Kristen Maynard PhD

Investigator, Lieber Institute for Brain Development; Assistant Professor, Department of Psychiatry and Behavioral Sciences and Neuroscience
Telephone Number: 443-287-9613
Fax Number: 410-955-1044

Lieber Institute for Brain Development
855 N. Wolfe Street
Baltimore, MD 21205
Room: 3rd floor, Rangos Building

Lab Page
Areas of Research
Cellular + Molecular Neuroscience
Neural Circuits, Ensembles + Connectomes
Neurobiology of Disease

Graduate Program Affiliations

Neuroscience Training Program

Molecular Neuroanatomy of Brain Reward Circuitry

Brain reward circuitry consists of highly specialized cell types forming complex connections between several cortical and subcortical regions to mediate different aspects of motivated behavior.

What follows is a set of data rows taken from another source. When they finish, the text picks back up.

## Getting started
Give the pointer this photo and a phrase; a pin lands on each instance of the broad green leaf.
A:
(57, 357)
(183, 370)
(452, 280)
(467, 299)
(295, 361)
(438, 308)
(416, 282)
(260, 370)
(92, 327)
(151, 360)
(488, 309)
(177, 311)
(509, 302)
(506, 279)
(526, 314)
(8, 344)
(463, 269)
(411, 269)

Dysregulation of brain reward circuitry is a hallmark of several neuropsychiatric disorders, including major depressive disorder and substance use disorders. Our research aims to define the molecular neuroanatomy of key structures in the human brain implicated in reward processing, including the dorsolateral prefrontal cortex, nucleus accumbens, habenula, and amygdala. Using cutting-edge neurobiological techniques, we are directly studying the human brain to identify the molecular identity and spatial relationships of cell populations vulnerable to genetic risk for substance use disorders and other neuropsychiatric disorders to advance the development of therapeutic targets.  To accomplish our goals, we use multi-omic technologies, such as single cell sequencing and spatially-resolved transcriptomics in post-mortem human brain tissue. In addition, we  perform complementary molecular profiling studies in the rodent brain to define the transcriptomic signatures of specific projection neuron classes and activity-induced changes in downstream targets. Our translational approach integrates cell type- and region-specific molecular profiling in the postmortem human brain with circuit-specific molecular profiling in rodent brain to efficiently identify cell types and gene targets for prevention and treatment of brain disorders.